The present invention relates to valves operated by a motorized servo actuator for controlling the amount of opening and the closing of the valve. Such arrangements of controlling valve opening by a servo motor have been employed for precision control of the amount of opening of a butterfly-type water valve utilized for controlling flow of engine coolant to a vehicle passenger compartment heat exchanger. Typically, butterfly valves employed for the aforesaid application utilize an eliptically shaped disc as the valve member, which is welded to a shaft extending through the valve housing for rotary connection to the servo actuator.
Butterfly water valves of the aforesaid type typically employ a rubber seal ring molded about the periphery of the valve member to ensure positive sealing of the valve member against a valve seat provided peripherally about the valve member in the valve housing. In this regard, it has been found necessary for the servo actuator to provide a positive closing torque on the butterfly to maintain the rubber seal in contact with the valve seat to prevent leakage of the valve in the closed position. One typical construction widely employed for vehicle passenger compartment heat exchanger valves uses a weldment to attach the valve member to its pivot shaft. In order for a motorized rotary servo actuator to provide a positive closing torque on the valve shaft when the valve is in the closed position, it is necessary that the servo actuator output shaft continue rotating a minor amount after the valve has reached the closed position.
Typically, servo actuators employed for vehicle passenger compartment heat exchanger water valves utilize a small subfractional horsepower motor driving through a high ratio speed reducer to provide high torque and low rotational speed at the servo actuator output shaft. It is not uncommon for such a servo actuator to utilize a small twelve volt DC motor having a shaft speed of 3,000 rpm to drive a servo actuator employing an eight hundred to one (800:1) speed reduction ratio at its output shaft. Thus, despite the low motor torque, on the order of one or two inch ounces of torque, it will be apparent that the output torque of the servo actuator is substantial and capable of causing damage to the butterfly water valve.

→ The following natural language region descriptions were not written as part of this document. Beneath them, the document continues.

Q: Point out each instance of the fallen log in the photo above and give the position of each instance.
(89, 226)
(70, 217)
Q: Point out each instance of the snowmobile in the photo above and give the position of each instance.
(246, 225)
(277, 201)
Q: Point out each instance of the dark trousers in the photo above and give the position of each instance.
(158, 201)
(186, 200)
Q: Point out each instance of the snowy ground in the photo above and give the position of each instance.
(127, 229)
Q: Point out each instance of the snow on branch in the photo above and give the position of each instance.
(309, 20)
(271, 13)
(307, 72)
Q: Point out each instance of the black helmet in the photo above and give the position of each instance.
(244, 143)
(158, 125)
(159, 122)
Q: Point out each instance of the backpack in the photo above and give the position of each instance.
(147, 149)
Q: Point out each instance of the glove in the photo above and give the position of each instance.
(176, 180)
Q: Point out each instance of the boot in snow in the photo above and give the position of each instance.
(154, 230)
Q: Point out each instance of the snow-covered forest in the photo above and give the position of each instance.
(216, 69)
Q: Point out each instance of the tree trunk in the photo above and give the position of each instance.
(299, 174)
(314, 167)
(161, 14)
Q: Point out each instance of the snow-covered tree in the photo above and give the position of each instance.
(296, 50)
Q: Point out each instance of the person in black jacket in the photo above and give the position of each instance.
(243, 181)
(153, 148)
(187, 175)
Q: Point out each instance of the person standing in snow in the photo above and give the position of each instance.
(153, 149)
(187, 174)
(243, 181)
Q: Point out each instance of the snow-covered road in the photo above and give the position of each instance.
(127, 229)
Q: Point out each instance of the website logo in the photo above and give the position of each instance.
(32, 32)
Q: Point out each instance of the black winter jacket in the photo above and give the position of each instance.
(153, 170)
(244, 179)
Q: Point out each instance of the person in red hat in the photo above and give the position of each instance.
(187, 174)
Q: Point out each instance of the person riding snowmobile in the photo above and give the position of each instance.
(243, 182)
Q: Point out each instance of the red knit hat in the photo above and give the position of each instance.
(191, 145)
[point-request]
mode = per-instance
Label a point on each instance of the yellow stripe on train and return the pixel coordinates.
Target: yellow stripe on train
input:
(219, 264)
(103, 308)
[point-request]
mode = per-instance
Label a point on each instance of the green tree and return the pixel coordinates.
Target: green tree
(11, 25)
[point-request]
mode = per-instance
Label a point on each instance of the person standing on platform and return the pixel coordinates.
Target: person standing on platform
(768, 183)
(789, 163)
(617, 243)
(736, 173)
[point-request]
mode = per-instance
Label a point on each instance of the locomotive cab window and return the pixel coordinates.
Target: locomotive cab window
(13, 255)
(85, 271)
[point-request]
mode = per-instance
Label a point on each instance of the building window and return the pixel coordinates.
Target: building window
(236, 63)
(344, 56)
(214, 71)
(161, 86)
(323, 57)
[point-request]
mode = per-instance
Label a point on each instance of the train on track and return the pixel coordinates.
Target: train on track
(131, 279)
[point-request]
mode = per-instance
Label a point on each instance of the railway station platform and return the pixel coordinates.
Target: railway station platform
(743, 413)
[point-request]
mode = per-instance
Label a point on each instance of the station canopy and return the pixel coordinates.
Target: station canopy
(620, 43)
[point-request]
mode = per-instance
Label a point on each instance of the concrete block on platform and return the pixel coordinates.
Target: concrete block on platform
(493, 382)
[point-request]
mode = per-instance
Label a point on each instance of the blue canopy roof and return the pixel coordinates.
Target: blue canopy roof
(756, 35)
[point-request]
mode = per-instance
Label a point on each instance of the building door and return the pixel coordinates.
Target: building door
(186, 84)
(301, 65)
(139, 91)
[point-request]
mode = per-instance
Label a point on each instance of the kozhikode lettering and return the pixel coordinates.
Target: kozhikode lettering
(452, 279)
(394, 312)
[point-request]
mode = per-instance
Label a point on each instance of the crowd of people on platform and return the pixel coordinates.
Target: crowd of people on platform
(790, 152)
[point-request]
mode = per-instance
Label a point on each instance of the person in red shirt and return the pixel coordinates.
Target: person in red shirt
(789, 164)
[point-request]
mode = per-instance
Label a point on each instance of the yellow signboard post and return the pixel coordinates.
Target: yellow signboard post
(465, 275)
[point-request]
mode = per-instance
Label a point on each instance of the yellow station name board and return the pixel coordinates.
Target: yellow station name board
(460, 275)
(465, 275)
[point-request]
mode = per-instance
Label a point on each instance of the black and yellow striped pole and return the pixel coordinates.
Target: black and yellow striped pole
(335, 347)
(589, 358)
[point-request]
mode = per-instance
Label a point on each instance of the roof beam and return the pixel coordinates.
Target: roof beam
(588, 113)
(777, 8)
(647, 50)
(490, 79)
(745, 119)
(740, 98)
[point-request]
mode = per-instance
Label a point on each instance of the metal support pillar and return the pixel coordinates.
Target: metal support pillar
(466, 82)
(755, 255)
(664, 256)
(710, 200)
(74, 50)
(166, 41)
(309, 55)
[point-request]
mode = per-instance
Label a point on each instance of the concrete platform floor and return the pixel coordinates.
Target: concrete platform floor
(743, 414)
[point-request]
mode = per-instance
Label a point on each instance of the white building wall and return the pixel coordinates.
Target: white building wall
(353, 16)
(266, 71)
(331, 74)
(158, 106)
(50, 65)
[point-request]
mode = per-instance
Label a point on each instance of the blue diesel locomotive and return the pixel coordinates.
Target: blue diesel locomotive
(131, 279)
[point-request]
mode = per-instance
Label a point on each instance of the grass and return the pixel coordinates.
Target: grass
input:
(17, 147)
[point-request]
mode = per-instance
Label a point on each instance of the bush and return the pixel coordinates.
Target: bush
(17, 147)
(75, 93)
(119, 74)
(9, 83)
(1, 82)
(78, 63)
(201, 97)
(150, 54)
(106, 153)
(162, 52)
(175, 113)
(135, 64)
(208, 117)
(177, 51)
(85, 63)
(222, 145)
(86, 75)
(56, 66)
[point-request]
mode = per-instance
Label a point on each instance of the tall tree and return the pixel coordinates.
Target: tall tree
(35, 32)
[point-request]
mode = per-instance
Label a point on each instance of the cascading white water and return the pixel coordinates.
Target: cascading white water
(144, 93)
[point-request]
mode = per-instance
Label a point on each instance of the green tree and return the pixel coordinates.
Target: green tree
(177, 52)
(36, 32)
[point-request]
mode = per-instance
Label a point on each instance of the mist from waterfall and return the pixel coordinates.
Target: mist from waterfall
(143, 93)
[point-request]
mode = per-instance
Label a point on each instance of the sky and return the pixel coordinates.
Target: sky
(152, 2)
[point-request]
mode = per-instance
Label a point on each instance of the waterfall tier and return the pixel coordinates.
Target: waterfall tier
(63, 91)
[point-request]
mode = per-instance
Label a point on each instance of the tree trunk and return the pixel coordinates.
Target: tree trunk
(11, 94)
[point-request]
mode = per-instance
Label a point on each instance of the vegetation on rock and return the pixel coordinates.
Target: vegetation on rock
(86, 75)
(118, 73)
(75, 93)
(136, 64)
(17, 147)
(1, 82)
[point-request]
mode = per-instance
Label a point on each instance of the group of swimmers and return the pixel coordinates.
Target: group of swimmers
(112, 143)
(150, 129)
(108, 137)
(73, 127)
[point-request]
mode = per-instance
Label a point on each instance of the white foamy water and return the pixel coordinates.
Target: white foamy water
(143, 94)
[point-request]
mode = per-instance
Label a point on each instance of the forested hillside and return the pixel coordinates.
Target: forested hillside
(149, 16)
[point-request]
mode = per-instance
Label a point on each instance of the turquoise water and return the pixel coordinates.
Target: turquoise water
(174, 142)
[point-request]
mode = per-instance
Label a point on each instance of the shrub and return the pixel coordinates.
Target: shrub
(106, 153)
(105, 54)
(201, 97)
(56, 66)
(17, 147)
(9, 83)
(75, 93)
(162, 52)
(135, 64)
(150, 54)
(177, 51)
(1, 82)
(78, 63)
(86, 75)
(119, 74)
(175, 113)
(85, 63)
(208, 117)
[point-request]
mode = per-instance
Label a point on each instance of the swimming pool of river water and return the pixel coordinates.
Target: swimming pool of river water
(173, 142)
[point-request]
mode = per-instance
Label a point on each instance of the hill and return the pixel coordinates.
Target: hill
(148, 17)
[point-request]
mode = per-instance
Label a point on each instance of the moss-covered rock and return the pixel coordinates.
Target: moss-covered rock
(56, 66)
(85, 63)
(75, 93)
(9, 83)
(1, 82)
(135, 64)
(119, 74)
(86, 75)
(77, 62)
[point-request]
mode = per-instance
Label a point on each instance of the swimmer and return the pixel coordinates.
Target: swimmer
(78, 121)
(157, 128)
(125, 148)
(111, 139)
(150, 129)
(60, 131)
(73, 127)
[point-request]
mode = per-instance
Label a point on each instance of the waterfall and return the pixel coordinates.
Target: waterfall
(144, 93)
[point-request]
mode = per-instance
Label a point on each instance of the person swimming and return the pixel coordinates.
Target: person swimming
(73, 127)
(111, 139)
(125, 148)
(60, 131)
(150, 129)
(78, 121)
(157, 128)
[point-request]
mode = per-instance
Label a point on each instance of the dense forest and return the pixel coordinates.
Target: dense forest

Experience has shown that where the servo actuator attempts to rotate the butterfly shaft after the valve member has reached the closed position, the output torque of the servo actuator is sufficient to break the welded attachment of the butterfly valve disc to its shaft within the valve.
Accordingly, it has long been desired to provide a way or means of limiting the torque applied by a servo actuator for controlling a rotary actuated valve; and, in particular, to provide sufficient control of the torque applied by the servo to the valve to prevent breaking of the connection between the valve member and its actuation shaft.